With the example above, it may appear that the application will have to contain extensive splitting routines. This is not the case. All that is necessary is to tell MatchUp what type of data is in a specific field and the format of that data.
In the example above, an application would use the following matchcode mapping:
Component | Database Field | Matchcode Mapping |
---|---|---|
ZIP5 | CSZ | CityStZip |
Last Name | NAME | FullName |
First Name | NAME | FullName |
Company | COMPANY | Company |
This mapping tells MatchUP that the 5-digit ZIP Code information is in a field named "CSZ" which is described as a field containing city, state, and ZIP Code information. The Last Name can be found in a field called "NAME" and is described as a full name field (which is a full name sequenced: Pre, FN, MN, LN, Suf).
Five Mapping Rules
Matchcode mappings follow five rules:
- For every Matchcode Component, the application must specify a mapping. The only exception is described in rule 2.

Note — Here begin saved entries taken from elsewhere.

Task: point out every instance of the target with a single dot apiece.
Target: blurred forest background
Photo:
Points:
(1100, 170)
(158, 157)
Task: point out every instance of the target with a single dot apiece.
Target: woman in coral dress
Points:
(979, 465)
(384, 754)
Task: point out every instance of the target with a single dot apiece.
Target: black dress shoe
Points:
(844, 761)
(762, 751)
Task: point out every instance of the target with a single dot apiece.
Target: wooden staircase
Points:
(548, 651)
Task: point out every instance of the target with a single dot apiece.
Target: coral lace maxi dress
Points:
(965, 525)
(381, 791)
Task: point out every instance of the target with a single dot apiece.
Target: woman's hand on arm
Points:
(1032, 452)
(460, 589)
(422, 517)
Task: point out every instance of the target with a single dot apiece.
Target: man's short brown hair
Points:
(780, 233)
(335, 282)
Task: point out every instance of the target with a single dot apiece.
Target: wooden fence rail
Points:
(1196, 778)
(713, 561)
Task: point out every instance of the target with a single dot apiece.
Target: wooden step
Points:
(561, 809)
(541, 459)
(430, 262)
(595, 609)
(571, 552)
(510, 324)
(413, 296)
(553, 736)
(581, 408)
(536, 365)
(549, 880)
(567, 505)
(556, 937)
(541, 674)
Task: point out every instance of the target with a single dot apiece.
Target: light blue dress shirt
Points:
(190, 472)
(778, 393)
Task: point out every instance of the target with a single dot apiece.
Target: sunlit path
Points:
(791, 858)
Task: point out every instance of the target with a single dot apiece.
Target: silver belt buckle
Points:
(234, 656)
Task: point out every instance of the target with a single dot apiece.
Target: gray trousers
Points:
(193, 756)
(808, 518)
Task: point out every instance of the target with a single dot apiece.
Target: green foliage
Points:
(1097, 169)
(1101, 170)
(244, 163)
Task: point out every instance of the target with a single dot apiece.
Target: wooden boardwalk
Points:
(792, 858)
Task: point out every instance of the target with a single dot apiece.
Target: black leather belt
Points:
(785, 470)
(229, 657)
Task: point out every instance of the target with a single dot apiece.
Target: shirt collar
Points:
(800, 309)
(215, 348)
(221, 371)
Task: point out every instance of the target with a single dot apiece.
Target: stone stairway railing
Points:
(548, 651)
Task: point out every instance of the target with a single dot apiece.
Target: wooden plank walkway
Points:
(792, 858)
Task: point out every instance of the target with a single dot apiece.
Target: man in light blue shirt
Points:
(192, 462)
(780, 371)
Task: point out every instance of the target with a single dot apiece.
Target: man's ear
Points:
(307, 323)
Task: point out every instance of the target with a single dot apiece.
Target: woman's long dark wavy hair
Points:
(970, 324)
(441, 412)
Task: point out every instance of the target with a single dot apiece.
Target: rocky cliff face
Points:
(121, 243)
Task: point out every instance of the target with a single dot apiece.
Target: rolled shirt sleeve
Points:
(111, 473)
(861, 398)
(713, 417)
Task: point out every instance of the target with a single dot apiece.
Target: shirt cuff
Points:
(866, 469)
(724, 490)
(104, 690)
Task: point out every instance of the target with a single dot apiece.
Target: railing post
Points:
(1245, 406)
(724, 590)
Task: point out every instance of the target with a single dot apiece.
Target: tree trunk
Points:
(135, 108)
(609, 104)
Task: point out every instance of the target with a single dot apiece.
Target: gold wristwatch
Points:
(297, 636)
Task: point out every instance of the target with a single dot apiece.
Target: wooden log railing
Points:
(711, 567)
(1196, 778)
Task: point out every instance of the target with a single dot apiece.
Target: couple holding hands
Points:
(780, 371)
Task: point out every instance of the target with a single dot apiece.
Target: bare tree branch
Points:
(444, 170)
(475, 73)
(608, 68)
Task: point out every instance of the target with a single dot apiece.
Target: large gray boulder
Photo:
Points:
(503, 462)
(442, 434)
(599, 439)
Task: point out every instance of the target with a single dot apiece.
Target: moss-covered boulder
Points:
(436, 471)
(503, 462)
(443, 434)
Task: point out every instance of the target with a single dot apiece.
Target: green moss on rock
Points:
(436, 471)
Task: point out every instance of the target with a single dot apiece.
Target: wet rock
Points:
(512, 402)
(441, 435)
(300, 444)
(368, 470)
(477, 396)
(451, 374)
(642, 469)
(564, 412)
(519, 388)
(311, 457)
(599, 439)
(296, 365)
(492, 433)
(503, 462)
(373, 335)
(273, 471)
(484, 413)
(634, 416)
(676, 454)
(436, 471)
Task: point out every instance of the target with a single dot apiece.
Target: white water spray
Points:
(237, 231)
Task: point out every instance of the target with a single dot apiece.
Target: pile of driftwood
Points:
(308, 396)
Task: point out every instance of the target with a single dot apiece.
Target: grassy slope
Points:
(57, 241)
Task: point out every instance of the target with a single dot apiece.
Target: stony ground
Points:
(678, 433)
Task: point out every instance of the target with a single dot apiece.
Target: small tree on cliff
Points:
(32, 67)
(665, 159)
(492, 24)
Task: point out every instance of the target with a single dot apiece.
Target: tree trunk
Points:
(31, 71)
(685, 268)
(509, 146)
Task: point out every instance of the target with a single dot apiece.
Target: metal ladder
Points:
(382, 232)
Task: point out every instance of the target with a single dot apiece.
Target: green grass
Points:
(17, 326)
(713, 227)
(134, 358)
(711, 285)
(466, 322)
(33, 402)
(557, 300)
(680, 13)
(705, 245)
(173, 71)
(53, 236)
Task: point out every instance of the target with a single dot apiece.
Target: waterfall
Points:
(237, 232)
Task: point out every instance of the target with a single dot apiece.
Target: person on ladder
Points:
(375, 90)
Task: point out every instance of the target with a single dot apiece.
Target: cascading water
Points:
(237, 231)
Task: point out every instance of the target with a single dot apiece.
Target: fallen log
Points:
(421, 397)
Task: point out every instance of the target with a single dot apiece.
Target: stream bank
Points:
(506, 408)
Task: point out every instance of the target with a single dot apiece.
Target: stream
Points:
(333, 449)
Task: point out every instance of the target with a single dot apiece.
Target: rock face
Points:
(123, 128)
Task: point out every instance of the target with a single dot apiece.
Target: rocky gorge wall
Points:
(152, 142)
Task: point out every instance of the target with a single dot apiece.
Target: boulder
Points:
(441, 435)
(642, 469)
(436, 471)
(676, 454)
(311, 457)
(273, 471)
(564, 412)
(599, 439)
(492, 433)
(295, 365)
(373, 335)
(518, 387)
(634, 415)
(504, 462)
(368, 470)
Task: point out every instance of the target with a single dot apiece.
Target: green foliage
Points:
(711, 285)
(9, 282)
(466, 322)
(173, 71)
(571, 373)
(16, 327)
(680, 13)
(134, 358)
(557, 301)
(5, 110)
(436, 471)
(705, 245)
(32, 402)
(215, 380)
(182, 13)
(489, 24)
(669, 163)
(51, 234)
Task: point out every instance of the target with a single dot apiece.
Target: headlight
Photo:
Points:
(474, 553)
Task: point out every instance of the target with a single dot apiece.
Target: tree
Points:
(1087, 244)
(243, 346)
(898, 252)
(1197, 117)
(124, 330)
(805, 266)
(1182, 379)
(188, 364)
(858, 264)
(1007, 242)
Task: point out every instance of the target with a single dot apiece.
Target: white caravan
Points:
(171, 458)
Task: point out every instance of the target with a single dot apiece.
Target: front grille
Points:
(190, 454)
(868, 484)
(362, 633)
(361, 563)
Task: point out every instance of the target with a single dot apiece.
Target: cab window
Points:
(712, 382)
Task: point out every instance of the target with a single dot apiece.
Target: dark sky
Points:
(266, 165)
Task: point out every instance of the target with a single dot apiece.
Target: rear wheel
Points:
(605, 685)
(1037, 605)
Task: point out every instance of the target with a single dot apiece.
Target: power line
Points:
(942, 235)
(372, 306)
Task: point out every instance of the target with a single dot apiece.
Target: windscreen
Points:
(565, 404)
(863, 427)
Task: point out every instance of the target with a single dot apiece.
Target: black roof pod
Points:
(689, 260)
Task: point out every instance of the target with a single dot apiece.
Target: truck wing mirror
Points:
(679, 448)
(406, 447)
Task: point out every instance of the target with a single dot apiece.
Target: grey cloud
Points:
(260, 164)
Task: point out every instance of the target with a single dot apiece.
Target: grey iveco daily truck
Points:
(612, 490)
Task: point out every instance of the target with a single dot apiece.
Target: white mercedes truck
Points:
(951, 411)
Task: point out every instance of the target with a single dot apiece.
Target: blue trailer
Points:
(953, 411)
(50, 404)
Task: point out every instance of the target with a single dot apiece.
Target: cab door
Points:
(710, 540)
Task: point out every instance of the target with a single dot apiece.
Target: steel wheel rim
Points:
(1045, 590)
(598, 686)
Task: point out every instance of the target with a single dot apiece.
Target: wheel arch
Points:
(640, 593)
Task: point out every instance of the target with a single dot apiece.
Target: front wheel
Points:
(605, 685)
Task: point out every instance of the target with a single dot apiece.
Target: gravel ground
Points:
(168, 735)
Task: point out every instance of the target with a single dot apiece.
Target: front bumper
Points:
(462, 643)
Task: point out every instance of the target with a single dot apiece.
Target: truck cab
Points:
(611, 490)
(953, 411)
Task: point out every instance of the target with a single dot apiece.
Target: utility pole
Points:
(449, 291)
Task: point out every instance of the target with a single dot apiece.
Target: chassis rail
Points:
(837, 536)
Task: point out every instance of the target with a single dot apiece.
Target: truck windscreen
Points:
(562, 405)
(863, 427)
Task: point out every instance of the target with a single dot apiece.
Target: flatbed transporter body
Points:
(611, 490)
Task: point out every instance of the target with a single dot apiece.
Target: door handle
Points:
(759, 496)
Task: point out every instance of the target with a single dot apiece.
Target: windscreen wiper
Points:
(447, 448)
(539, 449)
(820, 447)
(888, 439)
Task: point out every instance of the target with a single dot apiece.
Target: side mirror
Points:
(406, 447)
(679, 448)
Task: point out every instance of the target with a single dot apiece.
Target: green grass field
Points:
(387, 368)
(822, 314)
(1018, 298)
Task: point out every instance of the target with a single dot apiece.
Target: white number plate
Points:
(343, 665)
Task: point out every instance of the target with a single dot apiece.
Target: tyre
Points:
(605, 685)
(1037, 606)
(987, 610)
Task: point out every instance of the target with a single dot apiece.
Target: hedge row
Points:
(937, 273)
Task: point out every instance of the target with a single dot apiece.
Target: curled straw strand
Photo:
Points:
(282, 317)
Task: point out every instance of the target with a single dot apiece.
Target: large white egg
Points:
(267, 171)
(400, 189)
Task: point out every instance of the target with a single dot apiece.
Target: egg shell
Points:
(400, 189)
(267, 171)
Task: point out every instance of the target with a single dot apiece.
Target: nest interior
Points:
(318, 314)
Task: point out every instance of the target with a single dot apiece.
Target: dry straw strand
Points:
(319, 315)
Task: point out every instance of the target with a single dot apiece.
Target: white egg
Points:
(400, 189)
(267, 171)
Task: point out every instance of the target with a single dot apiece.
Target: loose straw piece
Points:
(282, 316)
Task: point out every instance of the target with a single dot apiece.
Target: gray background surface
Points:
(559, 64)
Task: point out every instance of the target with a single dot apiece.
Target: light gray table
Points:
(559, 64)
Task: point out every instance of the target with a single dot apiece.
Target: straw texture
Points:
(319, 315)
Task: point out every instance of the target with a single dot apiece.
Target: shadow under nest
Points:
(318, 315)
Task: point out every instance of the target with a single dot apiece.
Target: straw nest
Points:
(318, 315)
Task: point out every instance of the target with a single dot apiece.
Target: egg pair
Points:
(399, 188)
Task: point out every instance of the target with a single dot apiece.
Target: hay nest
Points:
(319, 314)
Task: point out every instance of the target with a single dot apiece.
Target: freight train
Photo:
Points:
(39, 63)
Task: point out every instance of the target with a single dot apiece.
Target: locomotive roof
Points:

- Actual Address components names (such as Street Number, Street Pre-Directional, Street Name, Street Suffix, Street Post-Directional, PO Box, and Street Secondary) are not listed for mapping purposes. Instead, the names Address Line 1, Address Line 2, and Address Line 3 are used. The example below used four address components in the matchcode (Street #, Street Name, Street Secondary, PO Box). However, it only used two address lines.
- If a matchcode uses any address components, Address Lines 1-3 will be listed after all other components regardless of where the address component appears in the matchcode. In the following example, the address components are listed before company in the matchcode, but Address Lines 1-2 are listed at the end (after company).
- If a matchcode uses address components, Address Lines 1-3 will require at least one line to be mapped, but not all. If a database only has one address field, an application will only need to map Address 1 to that field. All other components must be mapped.
- Address Lines should be mapped from the top down (Address Line1, then 2, then 3).
Enhancing the matchcode in the previous example:
Component | Size | Fuzzy | 1 | 2 |
---|---|---|---|---|
ZIP5 | 5 | No | X | |
Last Name | 5 | No | X | |
First Name | 5 | No | X | |
Street # | 5 | No | X | |
Street Name | 5 | No | X | |
Street Secondary | 12 | No | X | |
PO Box | 10 | No | X | |
Company | 10 | No | X | X |
Again, MatchUP doesn't use the individual address components. They are replaced with Address 1, Address 2, and Address 3. So, the application would use the following Matchcode Mapping:
Matchcode Component | Database Field | Matchcode Mapping |
---|---|---|
ZIP9 | CSZ | CityStZip |
Last Name | NAME | FullName |
First Name | NAME | FullName |
Company | COMPANY | Company |
Address Line 1 | ADD1 | Address |
Address Line 2 | ADD2 | Address |
Address Line 3 | (none) |
Note on Rule #1:
If a database does not contain a field for information called for by a component in a matchcode, such as company field in the above example, then that matchcode should not be used to dedupe that database.
Use a different matchcode or modify an existing matchcode, as outlined later in this chapter.
However, if a matchcode calls for last name, for example, and the database only has full name, then simply map the full name field to the last name and MatchUP Object will handle parsing the field.